What can you do to not only keep a good employee who has the where-with-all to help your business excel, but to help them help you? It all starts their very first day of work, but that assumes you’ve put the effort into developing these things, to begin with. Military Veterans come from a unique culture, a culture that according to most sources, makes up about 1% of the US population.
The most common starting point is your onboarding process. How you integrate or assimilate your new Military Veteran employees into your business sets the stage for their ultimate success, or sadly their failure. According to a Syracuse University Study, as many as 80% of Military Veterans leave their first post military job before they complete 2 years of employment. Ensuring they understand the language of your particular business or industry is a crucial first step. They come from an acronym driven culture and as much as you may not understand theirs, they may well not understand yours. You should also devote some time to explaining your company culture and its rules, both formal and informal. Assigning them a mentor to help through this process is a positive action that can reap great reward.
Making sure your non-Military Veteran leaders and even your non-Military Veteran HR personnel understand the military culture is an important step as well. Perhaps you have Military Veterans on your business team who have successfully transitioned. They could be a good resource for a round table discussion with your leaders. If you have none then perhaps approaching local military recruiters to conduct the same discussions will work. Just be certain they understand this is not the time to recruit your key players into their branch of the service, as some are mission driven enough to try. Helping your leadership and key personnel understand the “mission first” drive of Military Veterans and their zeal for error free excellence is a key step in helping them manage the Military Veteran who brings those mission at all cost attributes to the workplace.
Relationships in the military are a given. They show up, are wearing the uniform and BINGO, they have a relationship that works together for a common cause. Non-military workplaces often do not possess that unique characteristic. Relationships must be developed and nurtured. Helping your Military Veteran employees establish and maintain good workplace relationships will also help ensure their success. This can begin through the previously mentioned mentor or through special emphasis or affinity groups designed for this purpose. The military, for example, often assigns a sponsor to a newly arriving member to a unit, you may wish to consider this too. Southwest Airlines did this a few years ago with all employees, and while using a now considered irreverent title for the program, it brought great success to effective and productive workplace relationships.
Military Veterans, being mission focused, want to understand how their role fits into the goals of the business.
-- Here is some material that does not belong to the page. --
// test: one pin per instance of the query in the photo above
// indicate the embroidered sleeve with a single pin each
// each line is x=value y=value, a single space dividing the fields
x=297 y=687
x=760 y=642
This should be something that all of your employees want to know and ensuring that everyone, in this case especially your Military Veteran employees, knows what that is, will help make your business more productive, improve your workforce performance, and ultimately the success of your business.
Military Veterans can provide a strong and significant value added presence to your business. Their soft skills alone make them valuable employees that can provide a great example to appropriate workplace behaviors to your non-Military Veteran employees. Doing what you can to successfully bring them into your business and then helping them be successful will only benefit your business outcomes.